STEP1: Choose Radix: Decimal or Binary.
STEP2: If Binary Number, choose the index of bits which you want to be the signed digits. If Decimal Number, don't do anything for the index. It would automatically assign the most significant digit as a signed digit, leaving all others as unsigned digits.
Note :The order of Signed Digit position should be in an ascending order, using comma to split them.(e.g. 4,5,6,7,23) .Also note that the most significant bit (MSB) should be a signed digit, in order to incorporate enough negative numbers. Least Significant Bit(LSB), i.e. bit 0, normally is an Unsigned Digit.

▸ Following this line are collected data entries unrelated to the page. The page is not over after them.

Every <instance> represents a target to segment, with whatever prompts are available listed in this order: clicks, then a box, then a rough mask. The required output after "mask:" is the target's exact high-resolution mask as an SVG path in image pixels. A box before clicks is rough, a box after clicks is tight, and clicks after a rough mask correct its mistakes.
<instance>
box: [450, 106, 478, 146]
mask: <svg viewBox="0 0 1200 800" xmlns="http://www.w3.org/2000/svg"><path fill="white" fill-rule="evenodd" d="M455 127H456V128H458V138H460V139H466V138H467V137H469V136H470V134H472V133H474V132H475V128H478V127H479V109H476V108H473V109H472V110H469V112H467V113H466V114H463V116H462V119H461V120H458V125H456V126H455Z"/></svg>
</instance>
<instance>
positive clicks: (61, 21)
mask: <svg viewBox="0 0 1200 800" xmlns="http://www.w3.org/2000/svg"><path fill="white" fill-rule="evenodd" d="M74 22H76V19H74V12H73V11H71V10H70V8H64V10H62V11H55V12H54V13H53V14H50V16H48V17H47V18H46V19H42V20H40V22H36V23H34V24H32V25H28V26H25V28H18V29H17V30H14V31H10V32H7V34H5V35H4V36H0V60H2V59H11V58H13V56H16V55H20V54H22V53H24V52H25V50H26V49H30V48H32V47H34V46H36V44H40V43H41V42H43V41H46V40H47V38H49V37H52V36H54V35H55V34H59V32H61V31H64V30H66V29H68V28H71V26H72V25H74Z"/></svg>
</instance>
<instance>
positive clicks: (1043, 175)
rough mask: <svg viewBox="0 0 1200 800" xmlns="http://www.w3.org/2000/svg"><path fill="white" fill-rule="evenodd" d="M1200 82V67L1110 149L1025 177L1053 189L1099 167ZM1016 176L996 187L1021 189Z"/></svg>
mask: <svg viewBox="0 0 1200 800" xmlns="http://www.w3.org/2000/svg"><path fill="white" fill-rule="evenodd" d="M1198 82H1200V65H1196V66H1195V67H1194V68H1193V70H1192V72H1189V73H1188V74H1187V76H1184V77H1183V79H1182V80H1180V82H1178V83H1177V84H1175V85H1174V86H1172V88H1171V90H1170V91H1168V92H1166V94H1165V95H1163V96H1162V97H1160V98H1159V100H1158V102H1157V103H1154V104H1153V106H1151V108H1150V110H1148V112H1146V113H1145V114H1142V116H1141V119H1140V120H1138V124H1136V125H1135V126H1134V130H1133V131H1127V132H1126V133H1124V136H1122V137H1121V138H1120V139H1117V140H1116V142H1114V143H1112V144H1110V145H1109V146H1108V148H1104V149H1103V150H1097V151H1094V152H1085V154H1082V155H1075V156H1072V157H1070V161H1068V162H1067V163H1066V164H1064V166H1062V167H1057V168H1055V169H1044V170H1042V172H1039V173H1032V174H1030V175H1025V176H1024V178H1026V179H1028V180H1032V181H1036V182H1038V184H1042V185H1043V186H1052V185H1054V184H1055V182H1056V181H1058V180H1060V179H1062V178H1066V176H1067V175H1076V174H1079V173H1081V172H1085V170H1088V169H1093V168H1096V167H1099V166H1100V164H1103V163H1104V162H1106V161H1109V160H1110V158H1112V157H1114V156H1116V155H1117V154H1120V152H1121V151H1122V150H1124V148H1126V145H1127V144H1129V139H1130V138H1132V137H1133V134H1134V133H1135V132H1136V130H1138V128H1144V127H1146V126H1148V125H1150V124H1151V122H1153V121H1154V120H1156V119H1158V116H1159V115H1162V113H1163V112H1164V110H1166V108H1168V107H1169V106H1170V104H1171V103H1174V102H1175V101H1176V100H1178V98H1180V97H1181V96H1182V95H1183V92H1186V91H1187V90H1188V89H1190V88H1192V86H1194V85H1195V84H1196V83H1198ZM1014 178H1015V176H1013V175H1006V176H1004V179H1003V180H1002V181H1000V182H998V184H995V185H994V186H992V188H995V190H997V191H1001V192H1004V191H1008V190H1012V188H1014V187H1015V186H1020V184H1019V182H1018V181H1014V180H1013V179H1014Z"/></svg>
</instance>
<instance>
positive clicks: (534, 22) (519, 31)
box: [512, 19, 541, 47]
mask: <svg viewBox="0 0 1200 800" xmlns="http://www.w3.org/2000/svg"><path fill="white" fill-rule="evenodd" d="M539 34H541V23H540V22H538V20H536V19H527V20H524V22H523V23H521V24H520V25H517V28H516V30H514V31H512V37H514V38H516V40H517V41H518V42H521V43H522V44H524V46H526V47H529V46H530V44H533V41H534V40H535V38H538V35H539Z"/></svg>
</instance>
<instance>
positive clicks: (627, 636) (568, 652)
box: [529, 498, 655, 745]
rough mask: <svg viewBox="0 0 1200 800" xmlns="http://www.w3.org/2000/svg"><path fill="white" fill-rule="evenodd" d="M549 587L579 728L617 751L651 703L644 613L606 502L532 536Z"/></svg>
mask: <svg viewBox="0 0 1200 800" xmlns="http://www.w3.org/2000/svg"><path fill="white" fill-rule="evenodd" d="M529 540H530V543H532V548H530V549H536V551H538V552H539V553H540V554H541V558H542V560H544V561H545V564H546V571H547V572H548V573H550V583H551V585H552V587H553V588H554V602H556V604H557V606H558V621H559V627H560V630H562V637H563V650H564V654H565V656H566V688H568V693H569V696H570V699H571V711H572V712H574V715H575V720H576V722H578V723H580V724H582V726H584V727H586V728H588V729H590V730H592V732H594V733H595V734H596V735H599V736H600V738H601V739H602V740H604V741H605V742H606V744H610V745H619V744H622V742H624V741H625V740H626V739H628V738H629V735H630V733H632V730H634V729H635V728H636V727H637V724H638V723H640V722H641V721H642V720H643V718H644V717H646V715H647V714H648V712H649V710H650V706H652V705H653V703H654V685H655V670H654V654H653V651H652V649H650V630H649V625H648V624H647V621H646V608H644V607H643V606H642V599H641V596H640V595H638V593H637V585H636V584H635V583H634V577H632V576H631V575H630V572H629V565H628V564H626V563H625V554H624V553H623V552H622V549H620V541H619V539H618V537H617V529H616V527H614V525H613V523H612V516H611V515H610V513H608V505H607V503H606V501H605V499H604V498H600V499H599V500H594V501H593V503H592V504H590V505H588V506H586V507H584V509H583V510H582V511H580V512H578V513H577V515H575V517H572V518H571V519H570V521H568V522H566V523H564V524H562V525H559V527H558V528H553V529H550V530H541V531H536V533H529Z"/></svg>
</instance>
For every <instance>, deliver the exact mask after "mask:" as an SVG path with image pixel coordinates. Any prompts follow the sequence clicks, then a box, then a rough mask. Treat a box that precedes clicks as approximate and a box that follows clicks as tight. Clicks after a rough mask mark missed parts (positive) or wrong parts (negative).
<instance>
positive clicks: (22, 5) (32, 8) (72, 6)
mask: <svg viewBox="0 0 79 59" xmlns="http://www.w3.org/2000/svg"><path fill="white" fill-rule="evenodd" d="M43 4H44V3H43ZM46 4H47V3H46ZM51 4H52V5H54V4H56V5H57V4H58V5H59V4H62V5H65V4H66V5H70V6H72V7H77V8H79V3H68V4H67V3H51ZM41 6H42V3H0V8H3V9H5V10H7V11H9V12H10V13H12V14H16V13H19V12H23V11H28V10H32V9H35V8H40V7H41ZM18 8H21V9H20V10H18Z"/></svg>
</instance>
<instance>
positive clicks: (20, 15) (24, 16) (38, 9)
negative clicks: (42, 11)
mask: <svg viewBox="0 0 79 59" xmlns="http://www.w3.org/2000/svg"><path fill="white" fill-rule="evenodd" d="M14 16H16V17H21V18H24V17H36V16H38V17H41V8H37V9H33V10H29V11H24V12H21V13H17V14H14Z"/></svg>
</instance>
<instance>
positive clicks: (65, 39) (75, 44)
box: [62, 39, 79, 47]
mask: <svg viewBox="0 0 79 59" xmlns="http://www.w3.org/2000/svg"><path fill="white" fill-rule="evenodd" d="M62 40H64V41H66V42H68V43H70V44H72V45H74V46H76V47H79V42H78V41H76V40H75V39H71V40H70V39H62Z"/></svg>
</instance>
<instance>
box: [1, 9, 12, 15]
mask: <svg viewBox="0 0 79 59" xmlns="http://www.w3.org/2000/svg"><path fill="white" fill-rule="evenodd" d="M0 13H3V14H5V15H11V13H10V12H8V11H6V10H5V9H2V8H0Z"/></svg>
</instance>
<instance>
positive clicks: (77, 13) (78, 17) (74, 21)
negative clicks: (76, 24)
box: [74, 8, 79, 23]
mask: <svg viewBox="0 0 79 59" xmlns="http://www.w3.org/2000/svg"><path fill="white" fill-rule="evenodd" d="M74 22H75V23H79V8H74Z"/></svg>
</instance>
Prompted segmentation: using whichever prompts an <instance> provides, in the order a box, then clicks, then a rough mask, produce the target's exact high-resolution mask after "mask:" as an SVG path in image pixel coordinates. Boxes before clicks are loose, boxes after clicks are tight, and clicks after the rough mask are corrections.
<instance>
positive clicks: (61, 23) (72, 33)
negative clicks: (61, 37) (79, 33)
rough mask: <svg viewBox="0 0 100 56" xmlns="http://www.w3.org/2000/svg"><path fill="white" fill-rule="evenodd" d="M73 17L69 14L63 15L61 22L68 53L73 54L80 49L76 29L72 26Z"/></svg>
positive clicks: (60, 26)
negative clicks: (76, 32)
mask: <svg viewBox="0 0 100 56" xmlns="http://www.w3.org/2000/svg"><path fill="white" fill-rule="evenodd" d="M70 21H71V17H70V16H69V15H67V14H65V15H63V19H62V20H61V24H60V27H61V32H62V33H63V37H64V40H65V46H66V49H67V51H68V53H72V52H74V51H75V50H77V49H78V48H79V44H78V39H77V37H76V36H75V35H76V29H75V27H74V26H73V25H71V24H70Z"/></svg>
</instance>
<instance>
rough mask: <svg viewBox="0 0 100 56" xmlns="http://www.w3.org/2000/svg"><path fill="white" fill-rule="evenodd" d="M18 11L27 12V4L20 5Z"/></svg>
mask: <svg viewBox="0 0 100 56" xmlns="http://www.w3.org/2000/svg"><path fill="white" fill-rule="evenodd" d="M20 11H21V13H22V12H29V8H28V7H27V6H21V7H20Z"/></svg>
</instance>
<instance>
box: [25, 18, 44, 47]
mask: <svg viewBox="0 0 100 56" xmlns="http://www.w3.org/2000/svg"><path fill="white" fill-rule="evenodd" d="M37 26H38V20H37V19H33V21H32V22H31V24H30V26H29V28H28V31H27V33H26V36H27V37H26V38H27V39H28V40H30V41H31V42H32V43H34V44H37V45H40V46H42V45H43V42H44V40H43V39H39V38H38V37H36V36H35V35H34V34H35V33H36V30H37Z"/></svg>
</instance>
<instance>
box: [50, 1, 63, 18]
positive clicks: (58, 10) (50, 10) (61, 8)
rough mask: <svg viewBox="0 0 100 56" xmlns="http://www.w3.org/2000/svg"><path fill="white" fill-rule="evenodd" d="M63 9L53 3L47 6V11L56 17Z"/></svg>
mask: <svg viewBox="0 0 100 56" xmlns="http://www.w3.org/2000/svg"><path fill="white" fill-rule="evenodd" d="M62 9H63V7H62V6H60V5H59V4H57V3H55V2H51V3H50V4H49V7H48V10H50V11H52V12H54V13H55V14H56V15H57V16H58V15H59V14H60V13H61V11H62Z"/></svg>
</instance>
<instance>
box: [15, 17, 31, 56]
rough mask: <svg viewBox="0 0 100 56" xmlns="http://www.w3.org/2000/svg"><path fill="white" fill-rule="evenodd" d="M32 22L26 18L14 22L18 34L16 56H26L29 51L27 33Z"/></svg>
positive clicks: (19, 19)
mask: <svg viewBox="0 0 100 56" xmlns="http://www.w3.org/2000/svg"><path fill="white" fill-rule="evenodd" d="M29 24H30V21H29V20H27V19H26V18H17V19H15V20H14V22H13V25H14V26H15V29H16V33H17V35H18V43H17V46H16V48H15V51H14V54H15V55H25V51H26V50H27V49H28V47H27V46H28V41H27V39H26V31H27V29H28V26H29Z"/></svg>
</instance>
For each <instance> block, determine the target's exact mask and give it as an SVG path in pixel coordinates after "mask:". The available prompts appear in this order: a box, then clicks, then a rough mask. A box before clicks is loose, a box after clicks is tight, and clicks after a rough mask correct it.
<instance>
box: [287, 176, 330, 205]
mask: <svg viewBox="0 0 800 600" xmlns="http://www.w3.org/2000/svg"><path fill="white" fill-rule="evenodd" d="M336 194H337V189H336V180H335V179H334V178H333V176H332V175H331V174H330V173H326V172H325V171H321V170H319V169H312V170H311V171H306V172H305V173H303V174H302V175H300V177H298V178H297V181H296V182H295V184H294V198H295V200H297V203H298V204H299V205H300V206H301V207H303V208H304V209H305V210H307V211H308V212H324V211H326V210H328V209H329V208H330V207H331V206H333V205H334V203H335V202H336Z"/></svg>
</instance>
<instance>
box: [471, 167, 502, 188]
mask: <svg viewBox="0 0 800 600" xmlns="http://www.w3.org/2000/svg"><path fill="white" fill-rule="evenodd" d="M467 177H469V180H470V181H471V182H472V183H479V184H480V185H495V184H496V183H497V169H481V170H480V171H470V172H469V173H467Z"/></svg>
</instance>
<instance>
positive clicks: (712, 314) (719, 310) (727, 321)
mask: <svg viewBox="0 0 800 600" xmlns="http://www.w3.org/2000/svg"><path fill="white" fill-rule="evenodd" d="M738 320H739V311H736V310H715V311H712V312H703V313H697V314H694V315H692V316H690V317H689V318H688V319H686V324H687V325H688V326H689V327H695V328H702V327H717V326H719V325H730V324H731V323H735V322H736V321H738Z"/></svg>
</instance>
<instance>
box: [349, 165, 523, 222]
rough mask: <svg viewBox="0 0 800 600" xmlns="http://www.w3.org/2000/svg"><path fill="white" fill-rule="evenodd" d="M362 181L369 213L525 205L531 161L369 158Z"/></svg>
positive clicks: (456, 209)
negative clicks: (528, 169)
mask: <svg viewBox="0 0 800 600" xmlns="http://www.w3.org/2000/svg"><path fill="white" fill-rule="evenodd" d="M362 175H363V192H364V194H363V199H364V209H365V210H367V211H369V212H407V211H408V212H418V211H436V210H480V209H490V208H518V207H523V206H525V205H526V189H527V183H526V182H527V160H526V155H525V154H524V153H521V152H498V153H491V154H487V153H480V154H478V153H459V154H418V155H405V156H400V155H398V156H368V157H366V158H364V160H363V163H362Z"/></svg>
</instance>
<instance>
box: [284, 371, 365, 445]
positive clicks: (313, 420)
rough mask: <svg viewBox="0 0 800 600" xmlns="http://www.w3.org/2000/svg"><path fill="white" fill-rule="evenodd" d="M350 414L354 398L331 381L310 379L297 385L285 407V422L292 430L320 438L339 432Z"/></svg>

STEP3: Input two operands and the number of total digits. Negative bits can be expressed as a positive number with a minus symbol "-". (e.g. -1-1-11100). Note that the number of digits cannot be larger than 32.
STEP4: Define the delay for each type of gate.
STEP5: You may use the "Compute" button to see the simulation result.
Some Tips:
1. Signed digit cell generates its output bits from its current inputs i and the carry input signal from i-1. Unsigned digit cells do the normal carry ripple addition.
2. The addition time ( critical delay) for such a representation is determined by the longest possible carry-propagation chain, i.e. the biggest distance between two unsigned digits.
3. The purpose of HSD number system is to compare the area with performance, to understand the tradeoff. "Area * Performance" is a useful measurement, since we want the minimum delay as well as the minimum cost.
4. Normally, XOR, XNOR and complex gates have higher delays than others.
References:
"Computer Arithmetic Algorithms" by Israel Koren , 2nd Edition. P23 - P31
Dhananjay S. Phatak, Israel Koren, "Hybrid Signed Digit Number Systems: A Unified Framework for Redundant Number Representations with Bounded Carry Propagation Chains" ; IEEE Transactions on Computers, vol. 43, No.8, August 1994 pp 880 - 891.